Der unsinnige Brückenweg

Kolumne: von Hängebrücken und Wegzöllen

Und wieder sorgt eine Hängebrücke für Schlagzeilen. Gemeint ist die neue Hängebrücke über die Gummischlucht bei Sigriswil am schönen Thunersee. Am 14. Oktober 2012 eröffnet, zieht sie bereits Massen von Touristen an. Doch viele kehren um, ohne die Brücke überquert zu haben. Der Gang über die Schlucht kostet acht Franken. Brücken- oder Wegzoll wird die Gebühr in Leserbriefen genannt.

Der Betrag ermöglicht die Retour-Überquerung der Brücke, also hin und zurück.
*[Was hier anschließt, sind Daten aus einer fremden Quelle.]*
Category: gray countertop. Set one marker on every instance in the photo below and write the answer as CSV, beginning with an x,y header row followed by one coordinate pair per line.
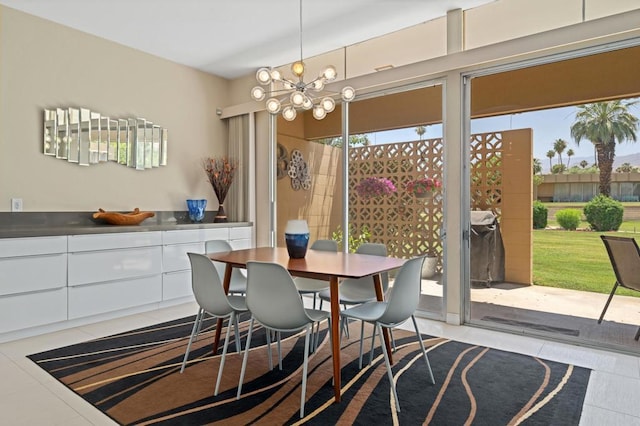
x,y
41,224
Gemäss Webseite des Vereines gibt es keine Einweg-Tickets, was ja dem Sinn des Panoramaweges am ehesten entsprechen würde. Auch keine Familien-Ermässigung, nur Einwohner der elf umliegenden Sigriswiler Dörfer dürfen die Brücke gratis nutzen. Allerdings hat Sigriswil den Bau der Brücke auch mit einem zinslosen Darlehen ermöglicht, und es wäre demnach frech, dem Steuerzahler noch Wegzoll abzuknöpfen. Ach ja, Halbtax, Junior- sowie Enkelkarte und das GA sind natürlich nicht gültig.

Die Brücke wurde vom Verein “Panorama-Rundweg Thunersee” erstellt. Er bezweckt den Bau eines 56 Kilometer langen Panoramaweges rund um den Thunersee. Der Weg beinhaltet im Endausbau, gemäss Projekt von 2007, sechs Hängebrücken. Diese sollen völlig neue Wanderperspektiven eröffnen. Dazu ein Zitat von der Webseite des Vereines: “Dank modernster Bautechnik lassen sich Gräben und Schluchten (Cholerenschlucht, Kellischlucht, Riderbachschlucht, Guntenbachschlucht, Chrutbachgraben und Spissigraben) mühelos und sicher überwinden, so wird jede Wanderung mit nur geringen Höhenunterschieden zu einem unvergesslichen Erlebnis.”

Wie bitte!? Nur geringe Höhenunterschiede? Ich soll nicht in diese faszinierenden Schluchten absteigen, nicht die grandiose Natur und die tief eingefressenen Gräben am eigenen Leib erleben? Kein schweisstreibendes Wiederaufsteigen auf der anderen Seite der Schlucht, um triumphierend über die eigene Leistung wieder auf der Höhe zu stehen? Wo liegt denn da der Wanderspass?

Mir bleibt nur ein Querverweis auf meinen Lieblings-Wanderblogger. Thomas Widmer schrieb im Jahre 2010 über ein neues Hängebrücken-Konzept: “Wenn das so weitergeht, kann der letzte Tourismusort, der nicht mitmacht, bald für sich werben mit dem Slogan: garantiert hängebrückenfrei.”

In diesem Sinne plädiere ich für die Einführung des Labels “garantiert hängebrückenfrei”. Es gibt aber schon so viele Labels … Also besser doch nicht, sonst gibts am Schluss ein Label-Wettrüsten. Gut, das ist vermutlich schonender für die Umwelt als Hängebrücken, Plattformen und Seilparks. Aber eben, ein Wettrüsten möchte ich doch vermeiden.